N-Ethoxycarbonyl-2-ethoxy-1,2-dihydroquinoline
- Names: Preferred IUPAC name Ethyl 2-ethoxyquinoline-1(2H)-carboxylate

Identifiers
- CAS Number: 16357-59-8;
- 3D model (JSmol): Interactive image;
- Abbreviations: EEDQ
- ChEMBL: ChEMBL1527785;
- ChemSpider: 25898;
- ECHA InfoCard: 100.036.728
- EC Number: 240-418-2;
- PubChem CID: 27833;
- UNII: 60O971AN19;
- CompTox Dashboard (EPA): DTXSID50871969 ;

Properties
- Chemical formula: C_{14}H_{17}NO_{3}
- Molar mass: 247.29 g/mol
- Melting point: 62 to 67 °C (144 to 153 °F; 335 to 340 K)

= N-Ethoxycarbonyl-2-ethoxy-1,2-dihydroquinoline =

N-Ethoxycarbonyl-2-ethoxy-1,2-dihydroquinoline (EEDQ) is a dopamine-receptor antagonist.
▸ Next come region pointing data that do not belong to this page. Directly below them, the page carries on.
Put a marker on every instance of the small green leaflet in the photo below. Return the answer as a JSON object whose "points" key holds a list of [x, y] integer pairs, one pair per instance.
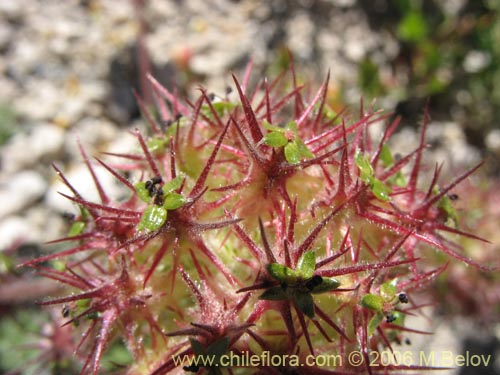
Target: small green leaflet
{"points": [[373, 302], [173, 184], [275, 139], [389, 289], [304, 303], [76, 228], [142, 192], [306, 265], [173, 201], [378, 188], [374, 323], [298, 285], [157, 146], [153, 218]]}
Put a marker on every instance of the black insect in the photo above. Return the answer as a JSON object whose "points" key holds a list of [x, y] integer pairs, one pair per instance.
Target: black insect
{"points": [[403, 298], [314, 282], [390, 318]]}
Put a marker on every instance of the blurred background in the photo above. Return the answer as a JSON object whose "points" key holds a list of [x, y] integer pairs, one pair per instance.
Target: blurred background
{"points": [[68, 70]]}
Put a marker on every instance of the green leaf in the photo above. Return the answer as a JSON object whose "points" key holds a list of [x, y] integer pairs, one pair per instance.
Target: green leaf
{"points": [[173, 201], [446, 205], [223, 107], [173, 185], [276, 293], [374, 323], [304, 303], [292, 153], [389, 289], [157, 146], [380, 190], [7, 264], [272, 128], [198, 348], [292, 125], [398, 179], [282, 273], [373, 302], [275, 139], [327, 284], [386, 156], [76, 228], [306, 265], [413, 27], [142, 192], [399, 318], [305, 153], [153, 218], [364, 165]]}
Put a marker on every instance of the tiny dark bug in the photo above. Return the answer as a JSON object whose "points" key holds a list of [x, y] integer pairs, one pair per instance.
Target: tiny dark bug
{"points": [[314, 282], [403, 298], [390, 318]]}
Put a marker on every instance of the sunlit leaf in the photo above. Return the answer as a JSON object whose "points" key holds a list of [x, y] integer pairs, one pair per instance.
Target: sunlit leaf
{"points": [[303, 150], [389, 289], [142, 192], [373, 302], [304, 303], [173, 201], [306, 265], [197, 346], [292, 153], [380, 190], [281, 273], [76, 228], [153, 218], [374, 323], [272, 128], [364, 165], [275, 139], [276, 293], [157, 146], [327, 284]]}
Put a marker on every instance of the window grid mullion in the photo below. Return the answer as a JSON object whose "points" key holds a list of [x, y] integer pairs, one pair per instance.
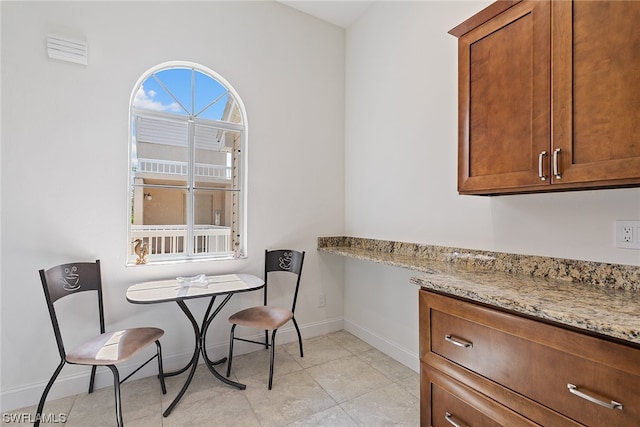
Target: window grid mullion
{"points": [[191, 184]]}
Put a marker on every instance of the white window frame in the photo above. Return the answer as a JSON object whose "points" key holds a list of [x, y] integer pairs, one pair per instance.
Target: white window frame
{"points": [[239, 250]]}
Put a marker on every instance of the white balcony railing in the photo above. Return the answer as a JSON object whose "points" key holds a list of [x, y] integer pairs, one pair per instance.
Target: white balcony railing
{"points": [[171, 167], [167, 241]]}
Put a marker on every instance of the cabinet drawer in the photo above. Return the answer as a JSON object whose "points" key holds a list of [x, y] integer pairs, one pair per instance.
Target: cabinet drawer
{"points": [[453, 403], [541, 362]]}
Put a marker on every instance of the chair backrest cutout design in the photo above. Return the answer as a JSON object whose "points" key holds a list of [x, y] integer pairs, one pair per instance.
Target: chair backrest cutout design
{"points": [[68, 279], [286, 260]]}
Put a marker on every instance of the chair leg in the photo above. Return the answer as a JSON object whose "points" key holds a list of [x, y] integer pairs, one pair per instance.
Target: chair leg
{"points": [[230, 358], [271, 359], [160, 370], [43, 398], [92, 380], [299, 336], [116, 386]]}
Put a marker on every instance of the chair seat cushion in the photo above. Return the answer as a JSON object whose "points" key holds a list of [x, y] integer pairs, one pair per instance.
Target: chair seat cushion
{"points": [[262, 317], [113, 347]]}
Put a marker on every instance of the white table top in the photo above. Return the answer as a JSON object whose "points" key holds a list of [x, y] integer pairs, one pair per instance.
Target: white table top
{"points": [[173, 290]]}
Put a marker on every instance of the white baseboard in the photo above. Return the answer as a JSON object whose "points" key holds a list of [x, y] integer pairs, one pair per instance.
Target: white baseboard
{"points": [[71, 384], [391, 349]]}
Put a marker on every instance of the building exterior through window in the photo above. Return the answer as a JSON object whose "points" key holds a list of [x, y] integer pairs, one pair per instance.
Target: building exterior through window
{"points": [[187, 166]]}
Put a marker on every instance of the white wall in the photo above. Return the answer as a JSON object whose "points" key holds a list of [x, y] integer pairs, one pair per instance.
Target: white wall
{"points": [[400, 163], [64, 161]]}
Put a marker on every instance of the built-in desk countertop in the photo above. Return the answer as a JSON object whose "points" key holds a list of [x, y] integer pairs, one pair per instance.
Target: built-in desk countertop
{"points": [[598, 298]]}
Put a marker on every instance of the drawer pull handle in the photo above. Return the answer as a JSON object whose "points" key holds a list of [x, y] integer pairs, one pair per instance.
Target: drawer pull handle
{"points": [[541, 174], [458, 341], [556, 167], [611, 405], [451, 420]]}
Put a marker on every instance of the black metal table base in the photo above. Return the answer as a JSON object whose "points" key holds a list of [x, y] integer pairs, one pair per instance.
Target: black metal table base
{"points": [[200, 332]]}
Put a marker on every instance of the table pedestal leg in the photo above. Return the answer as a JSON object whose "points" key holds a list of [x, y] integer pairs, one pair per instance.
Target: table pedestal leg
{"points": [[200, 335]]}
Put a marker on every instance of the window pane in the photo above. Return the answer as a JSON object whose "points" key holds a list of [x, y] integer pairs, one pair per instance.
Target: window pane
{"points": [[214, 221], [216, 149], [159, 220], [186, 167]]}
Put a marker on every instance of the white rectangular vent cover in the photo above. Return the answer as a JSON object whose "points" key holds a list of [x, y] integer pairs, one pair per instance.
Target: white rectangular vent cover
{"points": [[67, 49]]}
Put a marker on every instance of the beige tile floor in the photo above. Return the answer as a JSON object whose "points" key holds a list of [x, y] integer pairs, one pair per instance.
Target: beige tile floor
{"points": [[341, 381]]}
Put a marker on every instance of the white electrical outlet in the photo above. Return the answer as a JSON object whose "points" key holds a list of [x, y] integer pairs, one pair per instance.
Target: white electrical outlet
{"points": [[322, 301], [628, 234]]}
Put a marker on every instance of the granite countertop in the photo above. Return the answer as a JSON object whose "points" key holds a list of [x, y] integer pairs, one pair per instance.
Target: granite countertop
{"points": [[595, 297]]}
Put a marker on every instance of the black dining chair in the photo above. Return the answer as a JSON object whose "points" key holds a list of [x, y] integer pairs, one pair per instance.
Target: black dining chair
{"points": [[107, 348], [267, 317]]}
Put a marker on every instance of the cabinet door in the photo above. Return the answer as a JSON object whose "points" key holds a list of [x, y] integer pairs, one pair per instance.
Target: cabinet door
{"points": [[504, 101], [596, 91]]}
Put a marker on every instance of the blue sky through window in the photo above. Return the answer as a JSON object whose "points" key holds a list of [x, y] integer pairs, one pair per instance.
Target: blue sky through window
{"points": [[153, 96]]}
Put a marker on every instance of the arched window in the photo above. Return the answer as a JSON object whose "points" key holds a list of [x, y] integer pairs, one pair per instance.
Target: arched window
{"points": [[187, 172]]}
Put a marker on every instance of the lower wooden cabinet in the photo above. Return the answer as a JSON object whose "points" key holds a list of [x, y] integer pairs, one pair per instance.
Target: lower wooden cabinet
{"points": [[486, 367]]}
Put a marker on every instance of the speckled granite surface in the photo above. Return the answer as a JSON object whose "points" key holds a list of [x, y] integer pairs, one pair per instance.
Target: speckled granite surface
{"points": [[597, 297]]}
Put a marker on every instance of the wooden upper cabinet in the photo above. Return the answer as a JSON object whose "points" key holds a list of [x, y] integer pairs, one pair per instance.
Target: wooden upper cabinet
{"points": [[549, 96], [504, 99], [596, 90]]}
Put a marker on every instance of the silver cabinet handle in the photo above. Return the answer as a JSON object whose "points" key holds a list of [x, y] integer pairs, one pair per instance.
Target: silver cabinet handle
{"points": [[611, 405], [458, 341], [541, 174], [556, 169], [451, 420]]}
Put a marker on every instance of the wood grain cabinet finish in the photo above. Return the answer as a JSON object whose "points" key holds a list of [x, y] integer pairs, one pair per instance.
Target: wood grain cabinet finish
{"points": [[546, 374], [549, 96]]}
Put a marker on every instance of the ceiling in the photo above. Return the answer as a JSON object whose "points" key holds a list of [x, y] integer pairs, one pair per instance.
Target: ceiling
{"points": [[339, 12]]}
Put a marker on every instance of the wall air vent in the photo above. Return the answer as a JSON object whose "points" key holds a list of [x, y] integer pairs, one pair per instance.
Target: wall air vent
{"points": [[67, 49]]}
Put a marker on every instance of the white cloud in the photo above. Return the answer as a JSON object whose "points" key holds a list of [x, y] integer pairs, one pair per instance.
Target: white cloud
{"points": [[146, 100]]}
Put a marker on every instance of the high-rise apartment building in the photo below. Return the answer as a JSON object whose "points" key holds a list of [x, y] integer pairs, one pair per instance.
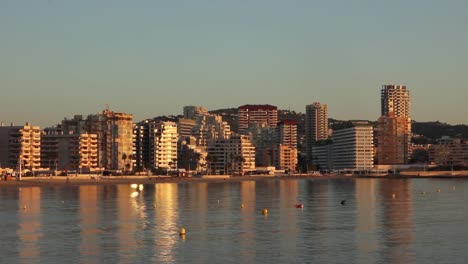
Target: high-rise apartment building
{"points": [[349, 148], [194, 112], [209, 128], [287, 133], [250, 115], [165, 145], [233, 155], [316, 126], [115, 136], [20, 144], [394, 126]]}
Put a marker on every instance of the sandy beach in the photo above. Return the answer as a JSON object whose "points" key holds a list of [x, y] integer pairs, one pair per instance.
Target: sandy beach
{"points": [[105, 180]]}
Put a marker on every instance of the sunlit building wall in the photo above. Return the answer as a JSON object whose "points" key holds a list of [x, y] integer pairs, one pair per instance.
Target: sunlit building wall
{"points": [[20, 143]]}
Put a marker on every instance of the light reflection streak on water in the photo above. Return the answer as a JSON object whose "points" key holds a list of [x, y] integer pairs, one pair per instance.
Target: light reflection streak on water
{"points": [[89, 221], [127, 220], [397, 215], [366, 221], [247, 244], [166, 227], [29, 209]]}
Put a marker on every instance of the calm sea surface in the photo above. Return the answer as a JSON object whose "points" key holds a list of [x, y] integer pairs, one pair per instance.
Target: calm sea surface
{"points": [[105, 224]]}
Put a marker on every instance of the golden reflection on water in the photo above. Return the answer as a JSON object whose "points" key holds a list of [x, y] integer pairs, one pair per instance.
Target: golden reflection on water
{"points": [[396, 199], [366, 222], [89, 221], [288, 215], [247, 191], [166, 228], [127, 215], [29, 212]]}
EEDQ is also a highly specific reagent for carboxyl groups. It enables the coupling of acylamino acids with amino acid esters in high yield and without racemization.

It is also an irreversible dopamine transporter (DAT) blocker in vitro, though it is ineffective in vivo.